6 min read

R install for user on a CentOS Linux supercomputer

R language for statistical computing

An up-to-date R install is a key component of any biologist’s bioinformatics toolkit. In this post, I will walk through some code that I used to solve the problem of installing the latest version of R, R v3.4.4 (the “2018-03-15, Someone to Lean On” release), at the user level on a Linux supercomputing cluster running CentOS 5/6/7. First, I’ll give some background information that will be useful for following along. Then, I’ll go into the basics of conducting a Linux R install when you do not have admin privileges. Thirdly, I’ll point out a library/environment problem that I ran into with this method, and I’ll show a low-stress solution for solving that problem. And, finally, I’ll close with the successful install setup steps and illustrate that the newly installed version of R v3.4.4 worked and was available from my command line.

1. Background: pre-install environment

On our cluster, I first used qrsh to log into a node and run or check the available R install, which gave me the following information:

$ which R
/usr/global/R-3.3.2/bin/R
$
$ R

R version 3.3.2 (2016-10-31) -- "Sincere Pumpkin Patch"
Copyright (C) 2016 The R Foundation for Statistical Computing
Platform: x86_64-pc-linux-gnu (64-bit)

R is free software and comes with ABSOLUTELY NO WARRANTY.
You are welcome to redistribute it under certain conditions.
Type 'license()' or 'licence()' for distribution details.

  Natural language support but running in an English locale

R is a collaborative project with many contributors.
Type 'contributors()' for more information and
'citation()' on how to cite R or R packages in publications.

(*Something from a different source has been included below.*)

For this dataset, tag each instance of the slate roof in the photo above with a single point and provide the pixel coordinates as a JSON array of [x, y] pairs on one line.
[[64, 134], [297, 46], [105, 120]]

Type 'demo()' for some demos, 'help()' for on-line help, or
'help.start()' for an HTML browser interface to help.
Type 'q()' to quit R.

> q()
Save workspace image? [y/n/c]: n

This told me that the system administrator currently had R v3.3.2 installed, and that it was made available to all users at /usr/global/R-3.3.2/bin/R. This version is from one or two years back, so I wanted to install my own updated version of R in my home directory (you can get the path to your home dir by doing echo $HOME).

2. First steps: local R install within my user “$HOME”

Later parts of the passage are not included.